A single-cell foundation model is a large, pre-trained neural network—typically a transformer architecture—trained on massive corpora of single-cell RNA sequencing data using self-supervised learning objectives. Unlike task-specific models, it learns a general-purpose, context-aware representation of gene expression that captures the underlying biology of cell states, types, and dynamics. The model ingests raw gene expression counts, often treating each gene as a token analogous to words in natural language processing. Through attention mechanisms, it learns complex regulatory interactions and co-expression patterns across tens of millions of cells. Once pre-trained, the model can be fine-tuned on smaller, task-specific datasets for downstream applications such as cell-type annotation, gene regulatory network inference, or perturbation response prediction, dramatically reducing the data and compute required for each new task.
Related Terms
Understanding single-cell foundation models requires familiarity with the core architectures, training paradigms, and downstream applications that define this rapidly evolving field.
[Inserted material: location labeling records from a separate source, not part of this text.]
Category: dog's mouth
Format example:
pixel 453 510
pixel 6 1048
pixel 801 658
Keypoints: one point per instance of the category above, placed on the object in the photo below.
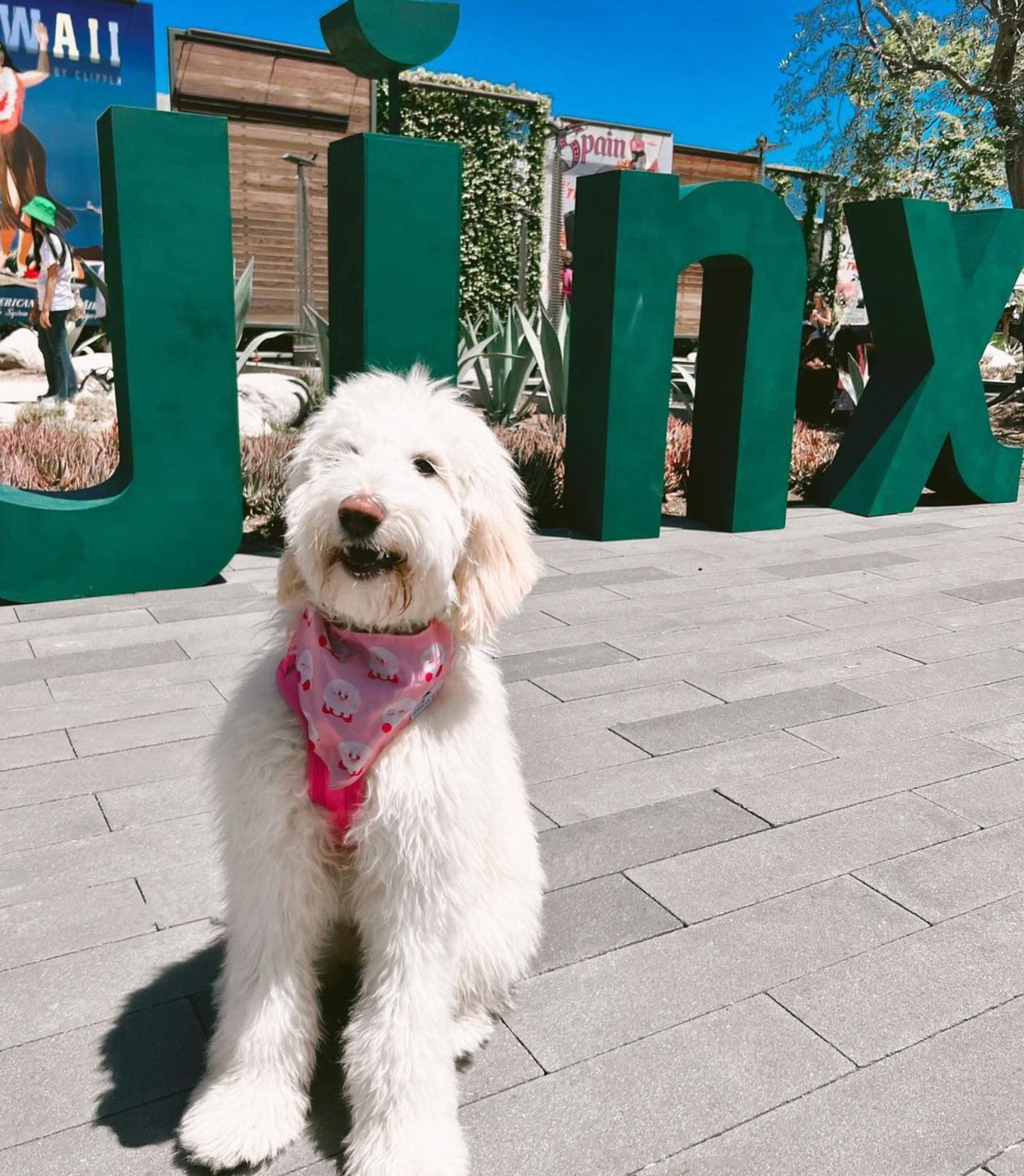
pixel 364 562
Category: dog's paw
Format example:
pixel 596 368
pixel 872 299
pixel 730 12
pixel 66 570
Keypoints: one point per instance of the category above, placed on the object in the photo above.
pixel 427 1149
pixel 471 1033
pixel 232 1122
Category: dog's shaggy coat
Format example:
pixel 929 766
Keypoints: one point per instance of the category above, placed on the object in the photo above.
pixel 441 871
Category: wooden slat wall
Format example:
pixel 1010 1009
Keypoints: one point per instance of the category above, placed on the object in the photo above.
pixel 692 166
pixel 263 185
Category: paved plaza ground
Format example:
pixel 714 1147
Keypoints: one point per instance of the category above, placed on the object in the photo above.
pixel 780 786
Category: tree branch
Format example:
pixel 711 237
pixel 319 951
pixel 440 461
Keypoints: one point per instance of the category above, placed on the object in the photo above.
pixel 913 62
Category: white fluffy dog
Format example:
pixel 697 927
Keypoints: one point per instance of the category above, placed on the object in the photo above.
pixel 439 871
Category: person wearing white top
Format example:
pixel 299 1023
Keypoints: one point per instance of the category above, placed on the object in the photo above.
pixel 55 299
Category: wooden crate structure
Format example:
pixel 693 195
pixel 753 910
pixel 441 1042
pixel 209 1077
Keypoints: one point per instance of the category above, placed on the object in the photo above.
pixel 698 165
pixel 278 99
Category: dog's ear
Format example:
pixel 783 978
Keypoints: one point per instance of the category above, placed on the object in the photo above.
pixel 292 589
pixel 498 566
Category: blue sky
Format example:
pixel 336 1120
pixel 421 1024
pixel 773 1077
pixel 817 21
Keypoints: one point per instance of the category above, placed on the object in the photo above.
pixel 707 72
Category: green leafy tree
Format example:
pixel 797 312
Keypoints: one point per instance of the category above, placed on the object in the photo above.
pixel 923 100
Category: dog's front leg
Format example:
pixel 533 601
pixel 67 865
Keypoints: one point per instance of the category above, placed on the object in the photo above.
pixel 253 1099
pixel 399 1073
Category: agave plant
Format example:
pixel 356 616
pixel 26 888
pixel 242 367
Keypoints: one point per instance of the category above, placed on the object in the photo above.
pixel 550 347
pixel 504 372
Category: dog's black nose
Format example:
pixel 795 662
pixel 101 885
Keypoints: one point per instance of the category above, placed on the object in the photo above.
pixel 361 515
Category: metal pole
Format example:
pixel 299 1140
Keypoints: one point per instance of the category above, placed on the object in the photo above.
pixel 393 103
pixel 524 256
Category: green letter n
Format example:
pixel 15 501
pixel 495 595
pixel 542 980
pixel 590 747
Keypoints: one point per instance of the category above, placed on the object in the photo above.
pixel 635 233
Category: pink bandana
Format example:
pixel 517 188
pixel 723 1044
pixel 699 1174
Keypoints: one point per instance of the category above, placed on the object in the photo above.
pixel 354 693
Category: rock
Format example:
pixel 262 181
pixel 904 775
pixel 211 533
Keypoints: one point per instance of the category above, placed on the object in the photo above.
pixel 271 397
pixel 21 349
pixel 92 361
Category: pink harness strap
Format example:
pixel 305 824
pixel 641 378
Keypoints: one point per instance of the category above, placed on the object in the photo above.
pixel 354 693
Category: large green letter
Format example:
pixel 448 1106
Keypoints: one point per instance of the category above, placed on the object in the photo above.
pixel 935 283
pixel 635 233
pixel 393 246
pixel 171 515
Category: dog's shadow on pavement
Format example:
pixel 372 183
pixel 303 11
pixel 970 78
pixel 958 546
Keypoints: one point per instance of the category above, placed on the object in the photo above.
pixel 130 1049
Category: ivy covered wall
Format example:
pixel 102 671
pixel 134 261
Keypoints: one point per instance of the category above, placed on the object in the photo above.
pixel 503 173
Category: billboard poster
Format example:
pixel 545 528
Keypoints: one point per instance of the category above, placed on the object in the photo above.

Self-Supervised Pretraining
The foundational learning paradigm where a model is trained on massive, unlabeled single-cell data by solving a pretext task—such as masked gene prediction or next-token prediction—to learn intrinsic biological patterns. This eliminates the need for costly manual annotation. After pretraining, the model develops a universal understanding of gene co-expression, regulatory dynamics, and cellular states that generalizes across tissues and species.
Attention Mechanism
A core architectural component that allows the model to dynamically weigh the importance of each gene in the context of all other genes within a cell's transcriptomic profile. Unlike static gene lists, multi-head self-attention captures context-dependent regulatory interactions—for example, recognizing that the significance of a transcription factor's expression depends entirely on the presence of its co-factors and target genes.
Gene Tokenization
The process of converting raw gene expression values into discrete tokens that a transformer model can process, analogous to how words are tokenized in NLP. Strategies include:
- Value binning: Partitioning continuous expression into discrete bins
- Gene ranking: Ordering genes by expression magnitude
- Attention-based pooling: Learning continuous embeddings directly This step critically determines how the model perceives transcriptional semantics.
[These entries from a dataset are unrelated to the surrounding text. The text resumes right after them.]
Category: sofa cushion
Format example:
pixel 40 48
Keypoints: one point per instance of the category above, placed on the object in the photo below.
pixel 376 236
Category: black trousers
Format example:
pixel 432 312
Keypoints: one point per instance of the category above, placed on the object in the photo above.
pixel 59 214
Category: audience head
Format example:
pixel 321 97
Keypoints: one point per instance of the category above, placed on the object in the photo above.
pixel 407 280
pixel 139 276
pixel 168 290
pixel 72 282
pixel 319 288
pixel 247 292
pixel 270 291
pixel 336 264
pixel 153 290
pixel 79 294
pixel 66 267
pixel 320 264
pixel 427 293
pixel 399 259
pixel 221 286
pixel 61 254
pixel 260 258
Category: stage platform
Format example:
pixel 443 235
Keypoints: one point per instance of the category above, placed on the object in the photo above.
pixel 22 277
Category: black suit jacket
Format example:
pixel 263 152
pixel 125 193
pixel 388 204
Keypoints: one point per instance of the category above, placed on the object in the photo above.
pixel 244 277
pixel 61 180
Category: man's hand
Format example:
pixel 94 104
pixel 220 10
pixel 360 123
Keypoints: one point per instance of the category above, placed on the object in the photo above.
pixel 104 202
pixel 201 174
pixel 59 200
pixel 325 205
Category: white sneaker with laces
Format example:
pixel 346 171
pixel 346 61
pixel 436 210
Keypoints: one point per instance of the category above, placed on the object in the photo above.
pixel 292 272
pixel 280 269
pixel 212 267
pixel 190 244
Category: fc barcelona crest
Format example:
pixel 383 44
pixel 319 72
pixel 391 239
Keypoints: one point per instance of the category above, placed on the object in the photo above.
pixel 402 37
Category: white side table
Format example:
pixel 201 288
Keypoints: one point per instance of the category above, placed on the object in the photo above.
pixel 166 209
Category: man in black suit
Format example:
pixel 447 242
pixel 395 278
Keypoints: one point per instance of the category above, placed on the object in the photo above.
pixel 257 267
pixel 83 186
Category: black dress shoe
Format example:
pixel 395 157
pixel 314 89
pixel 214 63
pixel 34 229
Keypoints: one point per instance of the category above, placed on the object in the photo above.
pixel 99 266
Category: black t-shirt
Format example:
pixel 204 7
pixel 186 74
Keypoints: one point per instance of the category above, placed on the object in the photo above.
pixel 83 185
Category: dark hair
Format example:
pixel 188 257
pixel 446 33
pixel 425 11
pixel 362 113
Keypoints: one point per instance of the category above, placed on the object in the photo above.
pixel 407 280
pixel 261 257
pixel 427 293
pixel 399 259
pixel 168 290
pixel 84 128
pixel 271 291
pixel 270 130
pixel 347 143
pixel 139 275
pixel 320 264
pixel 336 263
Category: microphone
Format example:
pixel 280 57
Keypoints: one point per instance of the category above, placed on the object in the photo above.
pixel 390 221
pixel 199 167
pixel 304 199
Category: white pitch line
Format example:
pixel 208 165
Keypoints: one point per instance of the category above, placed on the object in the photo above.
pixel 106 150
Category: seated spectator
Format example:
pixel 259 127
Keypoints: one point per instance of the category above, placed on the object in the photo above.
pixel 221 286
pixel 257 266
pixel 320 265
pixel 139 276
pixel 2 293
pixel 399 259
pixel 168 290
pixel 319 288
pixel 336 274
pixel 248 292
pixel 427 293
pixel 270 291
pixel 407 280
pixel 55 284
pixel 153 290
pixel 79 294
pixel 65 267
Zero-Shot Cell Type Annotation
A capability where a pretrained foundation model can classify cell types it was never explicitly trained to recognize by leveraging its deep semantic understanding of transcriptional programs. By comparing the embedding of a query cell to reference embeddings of known cell types—or by probing the model with natural language descriptions of cell markers—the model generalizes to novel taxonomies without fine-tuning.
Batch Effect Correction
A critical preprocessing and architectural challenge. Technical variation from different laboratories, sequencing platforms, or protocols can confound biological signal. Foundation models address this through:
- Explicit batch tokens that condition the model on technical covariates
- Adversarial training to learn batch-invariant representations
- Domain adaptation techniques that align latent spaces across batches The goal is to isolate and remove non-biological variation while preserving true cellular heterogeneity.
Geneformer
A landmark single-cell foundation model developed by researchers at the Broad Institute, trained on approximately 30 million human single-cell transcriptomes using a masked gene prediction objective. Geneformer employs a context-aware, attention-based architecture that ranks genes by expression within each cell. It has demonstrated state-of-the-art performance on tasks including dosage-sensitive disease gene prediction, chromatin dynamics modeling, and cardiac lineage trajectory inference.

About the author
Prasad Kumkar
CEO & MD, Inference Systems
Prasad Kumkar is the CEO & MD of Inference Systems and writes about AI systems architecture, LLM infrastructure, model serving, evaluation, and production deployment. Over 5+ years, he has worked across computer vision models, L5 autonomous vehicle systems, and LLM research, with a focus on taking complex AI ideas into real-world engineering systems.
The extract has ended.